While attending classes at the Culinary Institute of America I took a trip to Red Hook, New York. There was a u-pick blueberry farm just off the main drag with the biggest blueberries I’ve ever laid eyes on. Blueberries were never high on my list favorites. Granted they taste terrific, but I could pass on them without blinking an eye.
Why I bought a quart is still a mystery to me, but I did. Back at the apartment Scott, my classmate and roommate at the time, and I laid into them with a fervor that could get you arrested in most states. The next day I went back for more. My life was changed by food yet once more.

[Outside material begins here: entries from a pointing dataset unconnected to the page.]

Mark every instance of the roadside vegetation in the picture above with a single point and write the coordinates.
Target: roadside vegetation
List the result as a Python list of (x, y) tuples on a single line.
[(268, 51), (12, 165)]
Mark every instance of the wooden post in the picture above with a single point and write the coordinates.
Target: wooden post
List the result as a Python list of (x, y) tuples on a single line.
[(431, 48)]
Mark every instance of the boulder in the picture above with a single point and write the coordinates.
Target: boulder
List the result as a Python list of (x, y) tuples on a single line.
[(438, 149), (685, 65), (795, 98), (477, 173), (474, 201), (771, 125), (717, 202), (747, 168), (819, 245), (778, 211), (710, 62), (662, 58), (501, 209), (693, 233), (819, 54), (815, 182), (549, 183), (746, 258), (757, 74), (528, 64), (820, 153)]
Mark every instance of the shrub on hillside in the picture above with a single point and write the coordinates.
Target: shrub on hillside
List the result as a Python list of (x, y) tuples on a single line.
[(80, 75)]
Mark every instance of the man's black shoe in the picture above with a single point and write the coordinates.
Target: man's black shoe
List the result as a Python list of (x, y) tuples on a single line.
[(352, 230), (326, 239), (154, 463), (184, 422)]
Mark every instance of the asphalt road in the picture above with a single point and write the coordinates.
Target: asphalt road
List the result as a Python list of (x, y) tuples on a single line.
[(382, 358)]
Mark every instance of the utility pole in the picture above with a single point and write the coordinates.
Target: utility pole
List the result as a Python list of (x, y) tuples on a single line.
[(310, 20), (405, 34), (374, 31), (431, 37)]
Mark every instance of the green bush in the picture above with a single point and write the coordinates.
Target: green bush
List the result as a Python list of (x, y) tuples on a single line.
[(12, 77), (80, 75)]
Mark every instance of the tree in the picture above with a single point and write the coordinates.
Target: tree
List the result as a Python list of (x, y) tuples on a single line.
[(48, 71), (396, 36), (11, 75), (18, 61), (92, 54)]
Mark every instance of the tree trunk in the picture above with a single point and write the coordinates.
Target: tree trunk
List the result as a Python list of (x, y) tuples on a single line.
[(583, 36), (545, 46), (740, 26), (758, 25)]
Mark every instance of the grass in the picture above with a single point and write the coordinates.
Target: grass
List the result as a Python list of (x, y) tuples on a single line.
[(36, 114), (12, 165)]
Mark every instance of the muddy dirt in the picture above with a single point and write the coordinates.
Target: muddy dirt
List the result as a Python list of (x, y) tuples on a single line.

Berries in upstate New York this year have been incredible. Large, full of flavor, and fat with color, they scream to be made into jam. The blueberries, while not as huge as the Red Hook gang, are especially tasty. Ergo, jam!
Making preserves is so easy it’s almost silly not to make your own. There is not a lot of equipment you need, the process is relatively quick, the ingredients are easily found, and the jars are reusable. But the best part is opening a jar of blueberry, raspberry, peach, strawberry, or whatever your fruit choice is in the middle of winter. Believe me, its like opening a jar of summer everytime.
- 6 cups blueberries, chopped to yield 4 1/2 cups
- 2 tablespoons lime, fresh squeezed
- 1/2 cup water
- 1 package pectin
- 3 1/2 cups sugar
- 1 tablespoon honey
- 2 teaspoons lime zest
1 – In a food processor, pulse the 6 cups of blueberries until chopped but not totally liquified. You will end up with 4 1/2 cups, if not add more blueberries.
2 – Add all ingredients and 1/2 of the sugar and all the honey in an 8 quart or larger stainless steel pot. Bring to a roiling boil over high heat, stirring constantly with a long handle, stainless steel spoon. Add the remainder of the sugar and bring back to a roiling boil. Let it boil hard for one to two minutes, stirring continuously, checking the consistency to watch for jelling.
3 – Ladle in to 8 ounce jars, cover and process in a water bath for 15 minutes.
NOTES: If you are going to make any amount of jams or jellies there are a few tools you should invest in. First is a large stainless steel stock pot, a two gallon would be fine. Next you should have (you DO have one, don’t you?) a restaurant grade stainless spoon so you can check the sheeting and jelling action of the fruit as its cooking. When the fruit slides off the spoon in a nice sheet and starts to jell around the edges of the spoon, you are ready to pack the fruit.
You should also invest the two or three dollars for a canning funnel. It makes the work a whole lot cleaner and simpler to clean up.
Personally, and I’m far from a germophobe, a water bath pot or another large stock pot is handy to process the jars once filled and sealed. Is it necessary? Many people preserve without a water bath so probably not. It just makes me feel better.